Kronos steps on the gas for genetically defined AML program with new leukemia endpoint

Kronos steps on the gas for genetically defined AML program with new leukemia endpoint

Kronos Bio got the FDA sign-off to use a new primary endpoint in a leukemia trial, one that could speed up the development of its drug for a genetically defined type of acute myeloid leukemia (AML)

The company is developing the treatment, entospletinib, for patients with AML whose cancer has NPM1 mutations—that’s about 30% of adults with AML. In its upcoming phase 3 study, Kronos will measure the drug’s efficacy using a measure called minimal residual disease-negative complete response—the first time it will be used as a primary endpoint in an AML trial, said Kronos CEO Nobert Bischofberger, Ph.D., in a statement on Thursday.

Minimal residual disease, or MRD, refers to cancerous cells that can be detected in a patient after treatment, even if the drug has banished enough of their leukemia that the patient has met the criteria for a complete response. Over time, these lurking cancer cells can become active, multiply and eventually lead to a relapse.Achieving MRD negativity means that the treatment has reduced those cancer cells to levels that can’t be detected by the most sensitive sequencing tests and is linked to longer remission and survival.

Leukemia trials typically measure drug efficacy in multiple ways, from complete response rate—the proportion of patients whose cancer disappears in response to treatment—to how long the treatment helps patients live and how long it staves off relapse.

Kronos plans to start the phase 3 study of entospletinib in mid-2021. It will test the drug against placebo, both in combination with chemotherapy, in 180 adults with newly diagnosed, NPM1-mutated AML. The study will use the mutated NPM1 gene itself as a biomarker to track leukemic cells that linger in the body after treatment.

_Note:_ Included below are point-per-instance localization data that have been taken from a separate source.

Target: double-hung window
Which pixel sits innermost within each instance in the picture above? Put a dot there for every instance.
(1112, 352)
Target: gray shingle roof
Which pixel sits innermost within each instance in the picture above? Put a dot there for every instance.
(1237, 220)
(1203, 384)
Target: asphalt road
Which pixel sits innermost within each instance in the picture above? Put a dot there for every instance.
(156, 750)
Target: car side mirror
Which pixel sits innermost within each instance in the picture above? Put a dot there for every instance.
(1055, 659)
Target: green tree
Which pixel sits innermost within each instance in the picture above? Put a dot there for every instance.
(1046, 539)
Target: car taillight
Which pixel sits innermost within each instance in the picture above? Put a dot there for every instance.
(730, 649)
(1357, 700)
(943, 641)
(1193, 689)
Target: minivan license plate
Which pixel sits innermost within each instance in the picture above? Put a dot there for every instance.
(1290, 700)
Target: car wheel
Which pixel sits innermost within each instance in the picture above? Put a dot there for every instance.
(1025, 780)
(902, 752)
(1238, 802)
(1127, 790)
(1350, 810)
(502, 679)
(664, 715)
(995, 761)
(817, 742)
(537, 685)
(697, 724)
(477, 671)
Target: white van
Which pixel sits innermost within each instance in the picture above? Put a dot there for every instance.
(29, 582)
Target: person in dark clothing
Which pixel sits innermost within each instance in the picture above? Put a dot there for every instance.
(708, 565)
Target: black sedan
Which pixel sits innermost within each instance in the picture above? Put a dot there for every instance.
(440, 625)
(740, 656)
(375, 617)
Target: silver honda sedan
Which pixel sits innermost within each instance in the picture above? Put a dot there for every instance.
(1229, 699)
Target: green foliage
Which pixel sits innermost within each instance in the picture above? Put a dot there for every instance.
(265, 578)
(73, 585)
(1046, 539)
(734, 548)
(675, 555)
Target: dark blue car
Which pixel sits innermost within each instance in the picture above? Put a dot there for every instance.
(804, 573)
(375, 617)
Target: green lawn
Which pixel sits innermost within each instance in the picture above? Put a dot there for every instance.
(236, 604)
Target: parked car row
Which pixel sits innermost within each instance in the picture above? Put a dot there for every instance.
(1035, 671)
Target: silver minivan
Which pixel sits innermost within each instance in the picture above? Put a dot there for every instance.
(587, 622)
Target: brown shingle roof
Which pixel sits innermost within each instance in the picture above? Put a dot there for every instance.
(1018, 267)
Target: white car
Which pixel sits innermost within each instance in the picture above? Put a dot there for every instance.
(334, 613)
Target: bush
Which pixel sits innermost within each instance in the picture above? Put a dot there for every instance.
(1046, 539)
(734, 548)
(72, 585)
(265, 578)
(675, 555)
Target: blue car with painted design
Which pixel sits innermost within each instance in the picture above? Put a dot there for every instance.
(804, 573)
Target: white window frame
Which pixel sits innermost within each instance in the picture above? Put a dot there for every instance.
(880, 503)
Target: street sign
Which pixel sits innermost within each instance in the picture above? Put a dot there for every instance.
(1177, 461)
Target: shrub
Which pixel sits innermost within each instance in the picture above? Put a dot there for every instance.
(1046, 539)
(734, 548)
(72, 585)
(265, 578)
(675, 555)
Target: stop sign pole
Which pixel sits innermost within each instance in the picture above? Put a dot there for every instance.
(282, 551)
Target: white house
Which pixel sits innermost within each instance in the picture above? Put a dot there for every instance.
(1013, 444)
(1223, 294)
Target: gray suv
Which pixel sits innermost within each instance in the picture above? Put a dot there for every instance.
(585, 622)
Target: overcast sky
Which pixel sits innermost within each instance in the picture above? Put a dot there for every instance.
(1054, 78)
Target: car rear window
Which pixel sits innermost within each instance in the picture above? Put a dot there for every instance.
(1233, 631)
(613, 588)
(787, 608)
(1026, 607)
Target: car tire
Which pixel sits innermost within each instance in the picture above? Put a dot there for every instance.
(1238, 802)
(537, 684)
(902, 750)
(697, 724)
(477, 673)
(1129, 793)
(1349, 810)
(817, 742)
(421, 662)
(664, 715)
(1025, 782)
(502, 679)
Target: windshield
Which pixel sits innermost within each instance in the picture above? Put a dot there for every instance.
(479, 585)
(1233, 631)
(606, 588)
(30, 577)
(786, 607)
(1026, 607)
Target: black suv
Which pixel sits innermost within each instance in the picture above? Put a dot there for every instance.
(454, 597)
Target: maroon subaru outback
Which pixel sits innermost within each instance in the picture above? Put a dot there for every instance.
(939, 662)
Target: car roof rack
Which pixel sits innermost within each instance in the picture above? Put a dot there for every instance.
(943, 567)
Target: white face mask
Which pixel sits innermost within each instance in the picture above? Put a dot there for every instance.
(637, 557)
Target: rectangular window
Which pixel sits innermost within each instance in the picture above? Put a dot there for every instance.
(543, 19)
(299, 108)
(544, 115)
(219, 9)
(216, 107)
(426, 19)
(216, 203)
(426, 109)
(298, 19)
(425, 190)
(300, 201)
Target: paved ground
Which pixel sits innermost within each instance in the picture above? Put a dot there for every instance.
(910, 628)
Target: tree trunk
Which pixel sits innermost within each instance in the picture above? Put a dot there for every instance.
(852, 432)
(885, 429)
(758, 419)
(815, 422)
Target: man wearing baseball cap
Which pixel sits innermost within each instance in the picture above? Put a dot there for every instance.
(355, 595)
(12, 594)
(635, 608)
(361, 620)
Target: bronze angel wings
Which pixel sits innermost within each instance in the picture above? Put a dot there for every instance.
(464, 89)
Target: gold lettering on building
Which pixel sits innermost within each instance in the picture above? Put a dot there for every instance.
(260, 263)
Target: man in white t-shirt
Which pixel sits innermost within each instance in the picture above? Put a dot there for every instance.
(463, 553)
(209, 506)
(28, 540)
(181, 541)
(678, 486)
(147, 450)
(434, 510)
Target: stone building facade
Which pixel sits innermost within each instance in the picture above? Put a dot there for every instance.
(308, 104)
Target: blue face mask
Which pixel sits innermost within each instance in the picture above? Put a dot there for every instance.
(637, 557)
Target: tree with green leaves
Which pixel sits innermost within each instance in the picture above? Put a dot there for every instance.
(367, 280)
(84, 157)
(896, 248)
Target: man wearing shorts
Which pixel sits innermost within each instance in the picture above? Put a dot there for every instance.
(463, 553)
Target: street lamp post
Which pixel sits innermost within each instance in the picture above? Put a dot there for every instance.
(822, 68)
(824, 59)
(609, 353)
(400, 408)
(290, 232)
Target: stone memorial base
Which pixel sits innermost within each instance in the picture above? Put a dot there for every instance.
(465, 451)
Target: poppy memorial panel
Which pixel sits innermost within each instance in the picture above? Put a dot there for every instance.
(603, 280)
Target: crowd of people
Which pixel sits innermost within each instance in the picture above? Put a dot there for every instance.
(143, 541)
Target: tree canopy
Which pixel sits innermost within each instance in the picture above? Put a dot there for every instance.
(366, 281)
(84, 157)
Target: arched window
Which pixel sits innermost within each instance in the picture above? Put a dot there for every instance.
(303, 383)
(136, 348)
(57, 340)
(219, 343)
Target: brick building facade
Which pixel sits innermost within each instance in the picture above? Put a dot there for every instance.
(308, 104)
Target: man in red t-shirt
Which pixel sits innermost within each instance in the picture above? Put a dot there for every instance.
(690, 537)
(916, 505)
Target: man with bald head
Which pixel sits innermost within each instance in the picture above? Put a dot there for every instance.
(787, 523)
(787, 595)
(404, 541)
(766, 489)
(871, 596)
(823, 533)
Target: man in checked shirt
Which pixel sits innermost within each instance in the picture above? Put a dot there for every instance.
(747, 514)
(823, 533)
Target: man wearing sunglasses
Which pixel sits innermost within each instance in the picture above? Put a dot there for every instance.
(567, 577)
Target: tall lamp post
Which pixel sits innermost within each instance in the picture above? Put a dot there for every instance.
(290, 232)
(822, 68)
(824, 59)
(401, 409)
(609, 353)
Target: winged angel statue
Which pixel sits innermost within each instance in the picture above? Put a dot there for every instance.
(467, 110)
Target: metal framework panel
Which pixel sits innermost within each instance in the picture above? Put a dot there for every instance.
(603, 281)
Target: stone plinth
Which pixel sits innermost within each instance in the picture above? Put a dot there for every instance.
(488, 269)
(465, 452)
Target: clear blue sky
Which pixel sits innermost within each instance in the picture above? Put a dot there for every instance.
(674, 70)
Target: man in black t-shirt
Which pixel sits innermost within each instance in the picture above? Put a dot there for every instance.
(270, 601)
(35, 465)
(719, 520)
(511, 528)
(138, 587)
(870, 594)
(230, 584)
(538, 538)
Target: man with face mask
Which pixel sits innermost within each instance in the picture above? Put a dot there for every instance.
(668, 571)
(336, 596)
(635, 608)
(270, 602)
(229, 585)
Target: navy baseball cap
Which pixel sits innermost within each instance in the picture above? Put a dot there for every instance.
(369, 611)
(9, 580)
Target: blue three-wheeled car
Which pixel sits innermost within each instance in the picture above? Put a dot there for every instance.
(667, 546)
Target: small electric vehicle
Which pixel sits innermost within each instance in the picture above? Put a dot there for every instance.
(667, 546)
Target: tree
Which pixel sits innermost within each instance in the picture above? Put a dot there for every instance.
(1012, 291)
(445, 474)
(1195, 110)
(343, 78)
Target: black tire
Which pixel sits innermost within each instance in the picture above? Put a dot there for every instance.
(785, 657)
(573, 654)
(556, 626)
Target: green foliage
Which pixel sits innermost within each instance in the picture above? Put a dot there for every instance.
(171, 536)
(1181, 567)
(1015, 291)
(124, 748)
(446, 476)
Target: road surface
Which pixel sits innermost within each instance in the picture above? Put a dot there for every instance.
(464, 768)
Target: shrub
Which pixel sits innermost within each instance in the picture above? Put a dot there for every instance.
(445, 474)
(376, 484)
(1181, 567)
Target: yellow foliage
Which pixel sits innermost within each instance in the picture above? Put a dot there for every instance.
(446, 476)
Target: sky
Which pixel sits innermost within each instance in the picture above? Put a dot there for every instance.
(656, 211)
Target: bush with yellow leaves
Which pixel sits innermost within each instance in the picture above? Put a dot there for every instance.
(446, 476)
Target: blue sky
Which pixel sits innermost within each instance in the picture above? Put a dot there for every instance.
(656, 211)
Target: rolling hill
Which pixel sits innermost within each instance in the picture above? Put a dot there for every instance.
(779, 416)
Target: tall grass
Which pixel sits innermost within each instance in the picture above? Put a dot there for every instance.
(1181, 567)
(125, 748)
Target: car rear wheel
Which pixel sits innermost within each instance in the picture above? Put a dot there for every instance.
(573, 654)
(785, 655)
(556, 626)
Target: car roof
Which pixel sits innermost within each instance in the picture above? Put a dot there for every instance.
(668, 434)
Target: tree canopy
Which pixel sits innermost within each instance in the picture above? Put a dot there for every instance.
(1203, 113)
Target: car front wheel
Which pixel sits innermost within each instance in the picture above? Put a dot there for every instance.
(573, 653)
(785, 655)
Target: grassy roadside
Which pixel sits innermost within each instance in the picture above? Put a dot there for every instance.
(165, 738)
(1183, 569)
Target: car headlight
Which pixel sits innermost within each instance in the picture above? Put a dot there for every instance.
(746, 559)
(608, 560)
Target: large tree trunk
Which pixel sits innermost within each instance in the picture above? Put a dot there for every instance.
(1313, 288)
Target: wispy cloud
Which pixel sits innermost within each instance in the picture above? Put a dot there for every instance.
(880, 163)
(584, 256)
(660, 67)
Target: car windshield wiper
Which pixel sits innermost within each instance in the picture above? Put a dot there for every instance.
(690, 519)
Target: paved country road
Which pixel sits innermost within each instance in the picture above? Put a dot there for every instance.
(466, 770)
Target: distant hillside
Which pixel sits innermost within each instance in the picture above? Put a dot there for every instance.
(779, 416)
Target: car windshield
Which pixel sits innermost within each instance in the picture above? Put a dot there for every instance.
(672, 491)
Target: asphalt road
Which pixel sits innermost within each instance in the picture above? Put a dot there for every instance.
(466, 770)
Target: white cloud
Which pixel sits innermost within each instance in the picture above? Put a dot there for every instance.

“MRD has been used as a surrogate endpoint for approvals in other forms of leukemia but not for AML, in part due to the requirement for a unique marker that can be used to track rare residual leukemia cells. In the case of NPM1-mutated AML, the mutated gene itself provides that unique marker,” said John Byrd, M.D., the D. Warren Brown Chair of Leukemia Research and Distinguished University Professor at The Ohio State University Comprehensive Cancer Center, in the statement.

The phase 3 study will also measure event-free survival, or how long entospletinib can stave off relapse and other complications. Kronos expects it to read out in the second half of 2023.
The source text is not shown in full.